Die Fußballwelt trägt Trauerflor

"Es ist vorbei. Wir haben alle eine Entscheidung getroffen, dass wir nie mehr wieder Fußball spielen werden", so der Torwart Sharif Ikrami im staatlichen Fernsehen. Bei der Tragödie am Mittwochabend in Port Said starben bis jetzt 74 Menschen, mehr als tausend wurden verletzt.

Was passierte?

Al-Ahly gegen Al-Masri ist in etwa mit Bayern gegen Schalke zu vergleichen. Nachdem es während des Spieles schon zu Unruhen gekommen war, stürmten die Fans der Siegermannschaft (Al-Masri gewann mit 3:1) das Spielfeld. Die Spieler mussten in die Kabinen flüchten, viele Menschen wurden erdrückt. Die Polizei, wie auf vielen Bildern zu sehen ist, schritt nicht ein.
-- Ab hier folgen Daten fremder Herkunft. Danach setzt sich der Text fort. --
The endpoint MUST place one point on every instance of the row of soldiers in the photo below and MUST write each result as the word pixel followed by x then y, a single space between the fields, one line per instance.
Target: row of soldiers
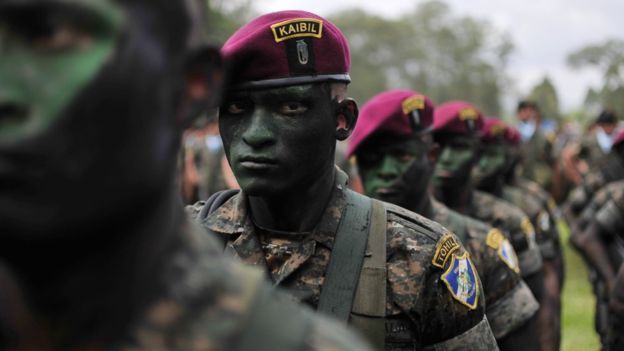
pixel 98 254
pixel 490 277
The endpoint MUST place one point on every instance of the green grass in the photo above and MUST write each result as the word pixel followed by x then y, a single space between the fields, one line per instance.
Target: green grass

Politischer Hintergrund vermutet

"Die Schuld hat einzig und allein die Polizei. Es waren Dutzende im Stadion, aber die sind plötzlich alle verschwunden oder haben gar nichts unternommen", sagte der portugiesische Al-Ahly-Trainer Manuel José. Auch die Muslimbruderschaft veröffentlichte ein Statement auf ihrer Website, in dem es hieß, dass Anhänger des gestürzten Mubarak-Regimes ihre Finger im Spiel hatten.

Ultras am Tahrir-Platz

Wie schon vor einigen Monaten von Medien berichtet wurde, waren die Ultras des efolgreichen Klubs Al-Ahly an den Protesten gegen das alte Regime beteiligt. Bereits Tage vor dem Spiel vermuteten regionale Medien, dass es zu Ausschreitungen kommen könnte, es wurde als "Spiel der Vergeltung" bezeichnet. Die Übergangsregierung wies indes alle Vorwürfe vom Tisch, nicht entscheidend eingegriffen zu haben.

Der ägyptische Fußballverband setzte die Meisterschaft bis auf Weiteres aus. Die Gedanken gelten den Opfern dieser Tragödie.


Politik und Fußball - wie seht ihr das?


antisymmetric, am 02.02.2012 13:25:30 Uhr

1 Reaktionen zu dieser Nachricht
  • antisymmetric, am 02.02.2012 13:27:18 Uhr

    "Es ist vorbei. Wir haben alle eine Entscheidung getroffen, dass wir nie mehr wieder Fußball spielen werden", so der Torwart Sharif Ikrami im staatlichen Fernsehen. Bei der Tragödie am Mittwochabend in Port Said starben bis jetzt 74 Menschen, mehr als tausend wurden verletzt. zur News

  • Wolverine, am 06.02.2012 09:09:33 Uhr

    Dazu fehlen mir die Worte! Mein Beleid an alle Familien und Freunde, welche an diesem Tag geliebte Personen verloren haben.